Descriptive statistics will be used to summarize patient characteristics and toxicity per treatment group. Progression and survival are defined as mentioned above and calculated from time of diagnosis to disease progression or death. Survival analysis will be compared between groups using the log-rank test. Kaplan-Meier estimates of 2-year PFS, DMFS, DSS and OS will be provided for each treatment group and as a post-hoc subgroup analysis based on patient characteristics described above. Median follow-up time will be derived using both complete and incomplete follow-up times. Cox proportional hazards regression will be used to provide hazard ratio estimates. A p-value of less than 0.05 will be considered statistically significant. For the evaluation of biomarkers on one time point, differences between groups will be tested using the Mann-Whitney U test. For the evaluation of biomarkers over time, differences between groups will be tested using the Wilcoxon signed-rank test. To evaluate correlations, Spearman correlation coefficients will be calculated. A p-value of less than 0.05 will be considered statistically significant.

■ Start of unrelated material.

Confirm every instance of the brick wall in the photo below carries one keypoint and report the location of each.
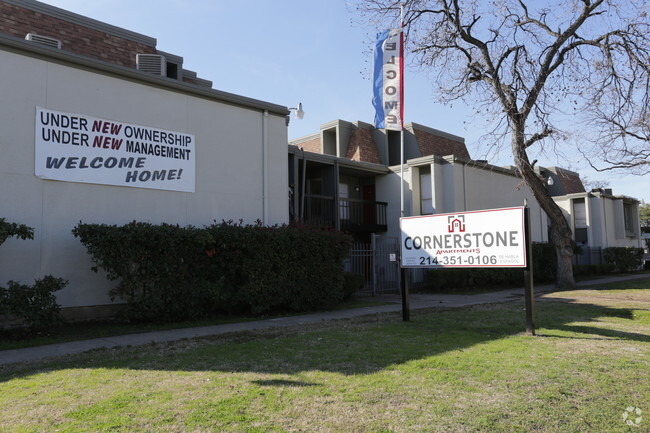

All statistical analyses will be performed using SPSS (SPSS Inc., Chicago, Il, USA).

Discussion

After diagnosis of non-metastatic MIBC, patients undergo primary staging followed by neo-adjuvant chemotherapy (if eligible) and radical local treatment. The prognosis of MIBC remains poor, despite this aggressive treatment [3, 4]. Several reports indicate the superiority of 18F-FDG-PET-CT compared to CT in the detection of lymph node and distant metastases [7]. Furthermore, there is evidence that the 18F-FDG-PET-CT result is correlated with OS and DSS [8]. We hypothesize that the additional information of 18F-FDG-PET-CT can be used to guide local treatment in case of presence of pelvic nodes metastases and that the presence of extra-pelvic metastases on 18F-FDG-PET-CT enables MDT or necessitates the early initiation of immunotherapy. The aim of this prospective phase II trial is to evaluate the impact of implementing a 18F-FDG-PET-CT in stratifying patients with primary MIBC and tailoring the treatment accordingly in order to improve the patient’s outcome.